The mechanism of action of buspirone is unknown. Buspirone differs from typical benzodiazepine anxiolytics in that it does not exert anticonvulsant or muscle relaxant effects. It also lacks the prominent sedative effect that is associated with more typical anxiolytics. In vitro preclinical studies have shown that buspirone has a high affinity for serotonin (5-HT1A) receptors. Buspirone has no significant affinity for benzodiazepine receptors and does not affect GABA binding in vitro or in vivo when tested in preclinical models.
Buspirone has moderate affinity for brain D2-dopamine receptors. Some studies do suggest that buspirone may have indirect effects on other neurotransmitter systems.
BuSpar is rapidly absorbed in man and undergoes extensive first-pass metabolism. In a radiolabeled study, unchanged buspirone in the plasma accounted for only about 1% of the radioactivity in the plasma. Following oral administration, plasma concentrations of unchanged buspirone are very low and variable between subjects. Peak plasma levels of 1 ng/mL to 6 ng/mL have been observed 40 to 90 minutes after single oral doses of 20 mg. The single-dose bioavailability of unchanged buspirone when taken as a tablet is on the average about 90% of an equivalent dose of solution, but there is large variability.
The effects of food upon the bioavailability of BuSpar have been studied in eight subjects. They were given a 20 mg dose with and without food; the area under the plasma concentration-time curve (AUC) and peak plasma concentration (Cmax) of unchanged buspirone increased by 84% and 116%, respectively, but the total amount of buspirone immunoreactive material did not change. This suggests that food may decrease the extent of presystemic clearance of buspirone (see DOSAGE AND ADMINISTRATION).
A multiple-dose study conducted in 15 subjects suggests that buspirone has nonlinear pharmacokinetics. Thus, dose increases and repeated dosing may lead to somewhat higher blood levels of unchanged buspirone than would be predicted from results of single-dose studies.
An in vitro protein binding study indicated that approximately 86% of buspirone is bound to plasma proteins. It was also observed that aspirin increased the plasma levels of free buspirone by 23%, while flurazepam decreased the plasma levels of free buspirone by 20%. However, it is not known whether these drugs cause similar effects on plasma levels of free buspirone in vivo, or whether such changes, if they do occur, cause clinically significant differences in treatment outcome. An in vitro study indicated that buspirone did not displace highly protein-bound drugs such as phenytoin, warfarin, and propranolol from plasma protein, and that buspirone may displace digoxin.

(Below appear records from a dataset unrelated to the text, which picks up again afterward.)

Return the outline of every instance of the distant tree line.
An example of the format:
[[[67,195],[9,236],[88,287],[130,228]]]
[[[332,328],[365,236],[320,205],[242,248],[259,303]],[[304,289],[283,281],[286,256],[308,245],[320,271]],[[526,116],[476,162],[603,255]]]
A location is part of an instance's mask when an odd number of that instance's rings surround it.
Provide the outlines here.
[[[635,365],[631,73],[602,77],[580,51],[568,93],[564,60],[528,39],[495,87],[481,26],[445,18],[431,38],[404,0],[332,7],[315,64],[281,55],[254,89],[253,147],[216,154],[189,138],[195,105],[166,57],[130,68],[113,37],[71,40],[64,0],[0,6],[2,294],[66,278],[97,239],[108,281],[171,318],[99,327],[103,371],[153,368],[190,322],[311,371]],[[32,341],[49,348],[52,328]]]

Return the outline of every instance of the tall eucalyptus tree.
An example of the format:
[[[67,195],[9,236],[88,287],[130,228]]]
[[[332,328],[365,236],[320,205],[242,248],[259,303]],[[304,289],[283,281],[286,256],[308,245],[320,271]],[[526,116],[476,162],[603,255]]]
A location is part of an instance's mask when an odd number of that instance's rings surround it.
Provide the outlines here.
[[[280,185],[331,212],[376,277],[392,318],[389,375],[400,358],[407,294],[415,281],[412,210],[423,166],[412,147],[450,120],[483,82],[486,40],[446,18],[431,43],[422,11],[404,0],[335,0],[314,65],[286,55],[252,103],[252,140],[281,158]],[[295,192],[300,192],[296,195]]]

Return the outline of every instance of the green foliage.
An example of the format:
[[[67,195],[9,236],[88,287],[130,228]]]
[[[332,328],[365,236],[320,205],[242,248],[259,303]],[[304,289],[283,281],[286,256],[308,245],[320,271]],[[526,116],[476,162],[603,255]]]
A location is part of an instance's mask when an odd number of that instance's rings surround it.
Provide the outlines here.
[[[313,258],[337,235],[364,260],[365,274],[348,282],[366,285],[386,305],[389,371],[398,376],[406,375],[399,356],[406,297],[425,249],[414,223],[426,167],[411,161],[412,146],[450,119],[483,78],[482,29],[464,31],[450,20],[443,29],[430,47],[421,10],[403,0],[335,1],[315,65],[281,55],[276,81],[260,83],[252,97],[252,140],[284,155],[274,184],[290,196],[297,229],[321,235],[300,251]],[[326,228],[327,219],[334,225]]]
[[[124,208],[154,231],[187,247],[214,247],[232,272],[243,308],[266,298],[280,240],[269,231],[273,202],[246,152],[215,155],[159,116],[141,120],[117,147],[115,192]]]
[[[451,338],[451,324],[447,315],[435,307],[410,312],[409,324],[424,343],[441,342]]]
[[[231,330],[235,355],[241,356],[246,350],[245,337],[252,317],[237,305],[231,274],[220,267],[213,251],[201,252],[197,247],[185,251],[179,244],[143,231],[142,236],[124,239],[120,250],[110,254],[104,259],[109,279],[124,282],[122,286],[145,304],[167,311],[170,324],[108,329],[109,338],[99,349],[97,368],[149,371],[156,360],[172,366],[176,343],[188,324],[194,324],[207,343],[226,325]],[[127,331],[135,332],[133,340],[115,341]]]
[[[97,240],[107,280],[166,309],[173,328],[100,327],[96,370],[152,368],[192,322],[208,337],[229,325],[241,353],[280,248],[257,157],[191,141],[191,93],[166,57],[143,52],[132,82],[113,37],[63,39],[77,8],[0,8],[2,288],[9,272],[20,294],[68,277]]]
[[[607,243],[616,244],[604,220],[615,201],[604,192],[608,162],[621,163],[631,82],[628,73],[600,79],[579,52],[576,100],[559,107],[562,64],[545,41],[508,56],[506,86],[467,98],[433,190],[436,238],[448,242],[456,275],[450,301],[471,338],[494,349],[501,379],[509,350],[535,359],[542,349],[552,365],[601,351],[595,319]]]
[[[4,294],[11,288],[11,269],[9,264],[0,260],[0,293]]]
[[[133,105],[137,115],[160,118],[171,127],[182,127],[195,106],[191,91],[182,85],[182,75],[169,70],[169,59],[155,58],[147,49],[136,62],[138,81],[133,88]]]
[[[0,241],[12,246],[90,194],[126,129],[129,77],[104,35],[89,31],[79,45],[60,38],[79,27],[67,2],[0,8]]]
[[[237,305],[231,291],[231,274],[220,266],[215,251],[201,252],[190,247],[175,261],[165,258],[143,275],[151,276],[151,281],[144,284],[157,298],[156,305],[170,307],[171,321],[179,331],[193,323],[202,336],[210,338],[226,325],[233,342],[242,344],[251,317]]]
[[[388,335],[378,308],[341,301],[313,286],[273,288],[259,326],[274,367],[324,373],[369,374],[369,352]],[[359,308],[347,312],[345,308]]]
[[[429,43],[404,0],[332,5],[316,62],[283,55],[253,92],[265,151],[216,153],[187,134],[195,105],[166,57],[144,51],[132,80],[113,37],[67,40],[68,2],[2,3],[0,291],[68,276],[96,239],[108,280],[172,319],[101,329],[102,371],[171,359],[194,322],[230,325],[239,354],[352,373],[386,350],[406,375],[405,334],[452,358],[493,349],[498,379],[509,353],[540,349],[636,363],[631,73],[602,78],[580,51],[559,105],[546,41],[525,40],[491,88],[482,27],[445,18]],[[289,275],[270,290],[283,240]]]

Buspirone is metabolized primarily by oxidation, which in vitro has been shown to be mediated by cytochrome P450 3A4 (CYP3A4). (See PRECAUTIONS: Drug Interactions.) Several hydroxylated derivatives and a pharmacologically active metabolite, 1-pyrimidinylpiperazine (1-PP), are produced. In animal models predictive of anxiolytic potential, 1-PP has about one quarter of the activity of buspirone, but is present in up to 20-fold greater amounts. However, this is probably not important in humans: blood samples from humans chronically exposed to BuSpar (buspirone hydrochloride) do not exhibit high levels of 1-PP; mean values are approximately 3 ng/mL and the highest human blood level recorded among 108 chronically dosed patients was 17 ng/mL, less than 1/200th of 1-PP levels found in animals given large doses of buspirone without signs of toxicity.
In a single-dose study using 14C-labeled buspirone, 29% to 63% of the dose was excreted in the urine within 24 hours, primarily as metabolites; fecal excretion accounted for 18% to 38% of the dose. The average elimination half-life of unchanged buspirone after single doses of 10 mg to 40 mg is about 2 to 3 hours.
Age and Gender Effects
After single or multiple doses in adults, no significant differences in buspirone pharmacokinetics (AUC and Cmax) were observed between elderly and younger subjects or between men and women.
After multiple-dose administration of buspirone to patients with hepatic impairment, steady-state AUC of buspirone increased 13-fold compared with healthy subjects (see PRECAUTIONS).
After multiple-dose administration of buspirone to renally impaired (Clcr = 10–70 mL/min/1.73 m2) patients, steady-state AUC of buspirone increased 4-fold compared with healthy (Clcr≥80 mL/min/1.73 m2) subjects (see PRECAUTIONS).
The effects of race on the pharmacokinetics of buspirone have not been studied.